As I sat in this bucolic setting Monday evening listening to short speeches from candidates like Martha Brown of Faribault, running for Minnesota House District 19A on the slogan of “Common-Sense Leadership for Working People,” or fiery Matt Little from Elko New Market who embraces the label of “radical” and who is running for Congress in the Second Congressional District or Ben Schierer of Fergus Falls, campaigning for state auditor and vowing to represent both urban and rural communities, I felt hope.
COMPASSION & HOPE
I felt hope, too, when I heard Minnesota Secretary of State Steve Simon talk about protecting voter information, voting rights and more. I felt hope when I heard Minnesota Senate Majority Leader Erin Murphy speak. As a nurse, her care and compassion for others threads through her speeches, shines in her political life.
Most notable in Murphy’s talk, at least for me, is the deep grief she feels over the politically-motivated assassination of her friend and colleague, Minnesota Speaker of the House Emerita Melissa Hortman and Hortman’s husband, Mark. The Hortmans were shot to death on June 14, the day I protested in Northfield, despite warnings not to do so. I refuse to be silenced.

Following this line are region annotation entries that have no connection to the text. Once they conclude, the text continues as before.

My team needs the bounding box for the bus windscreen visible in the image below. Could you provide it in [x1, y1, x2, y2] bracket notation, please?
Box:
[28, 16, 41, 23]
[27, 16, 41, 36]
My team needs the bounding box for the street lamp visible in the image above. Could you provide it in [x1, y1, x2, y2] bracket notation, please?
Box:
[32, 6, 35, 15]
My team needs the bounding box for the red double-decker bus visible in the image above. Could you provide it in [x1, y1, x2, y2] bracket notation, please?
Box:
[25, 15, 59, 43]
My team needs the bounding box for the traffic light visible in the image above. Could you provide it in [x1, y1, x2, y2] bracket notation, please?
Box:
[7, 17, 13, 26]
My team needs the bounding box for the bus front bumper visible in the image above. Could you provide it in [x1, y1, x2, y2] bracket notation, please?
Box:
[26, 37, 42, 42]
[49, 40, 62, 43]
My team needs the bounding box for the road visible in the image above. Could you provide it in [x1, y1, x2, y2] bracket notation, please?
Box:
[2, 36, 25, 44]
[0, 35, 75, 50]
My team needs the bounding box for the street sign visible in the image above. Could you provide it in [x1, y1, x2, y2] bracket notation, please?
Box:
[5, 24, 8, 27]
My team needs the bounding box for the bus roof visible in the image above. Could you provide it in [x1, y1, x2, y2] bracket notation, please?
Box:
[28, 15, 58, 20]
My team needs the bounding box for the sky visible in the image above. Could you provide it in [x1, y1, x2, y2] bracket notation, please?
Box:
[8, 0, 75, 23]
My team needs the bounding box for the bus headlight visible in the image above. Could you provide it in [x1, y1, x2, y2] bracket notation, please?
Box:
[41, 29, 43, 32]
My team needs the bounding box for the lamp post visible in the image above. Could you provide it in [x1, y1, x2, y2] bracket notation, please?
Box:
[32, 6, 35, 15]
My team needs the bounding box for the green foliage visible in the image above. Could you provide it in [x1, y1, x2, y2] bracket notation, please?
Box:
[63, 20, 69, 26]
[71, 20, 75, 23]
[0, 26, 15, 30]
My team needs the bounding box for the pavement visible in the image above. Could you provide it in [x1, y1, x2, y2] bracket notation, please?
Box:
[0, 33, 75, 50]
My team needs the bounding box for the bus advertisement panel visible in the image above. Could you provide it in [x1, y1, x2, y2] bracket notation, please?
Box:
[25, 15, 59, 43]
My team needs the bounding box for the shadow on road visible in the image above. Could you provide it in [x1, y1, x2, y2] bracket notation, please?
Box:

Murphy spoke on Monday evening against a backdrop of American and Minnesota state flags and a banner of the Hortmans and their dog with this message: STAND UP FOR JUSTICE AND PEACE. She talked, too, about attending the funeral on Sunday of Fletcher Merkel, 8, among two students killed in a mass shooting that injured 21 others at Annunciation Catholic Church in south Minneapolis on August 27. Justice. Peace. No more gun violence.
UNPRECEDENTED
I’ve lived enough years to observe that what’s happening in this country right now is unprecedented. I’ve never felt more fearful of losing our freedoms under authoritarian rule. It’s happening already with snatching people off the streets, imprisonment and deportations without due process. It’s happening in intimidation and retribution; mass firings; suppression of free speech; funding cuts that are undermining research, healthcare, education and more; gathering of private information by the government; sending armed military into cities; and in countless other ways that affect all of us no matter our political affiliations.
This isn’t about rural vs urban. This isn’t about us vs them. This is, rather, about preserving and protecting our very freedoms as Americans. This is about caring and feeling hopeful. This is about speaking up. About doing something. And sometimes this is also about eating pulled pork, baked beans, cucumber salad and homemade peach pie at a potluck on a beautiful September evening in southern Minnesota.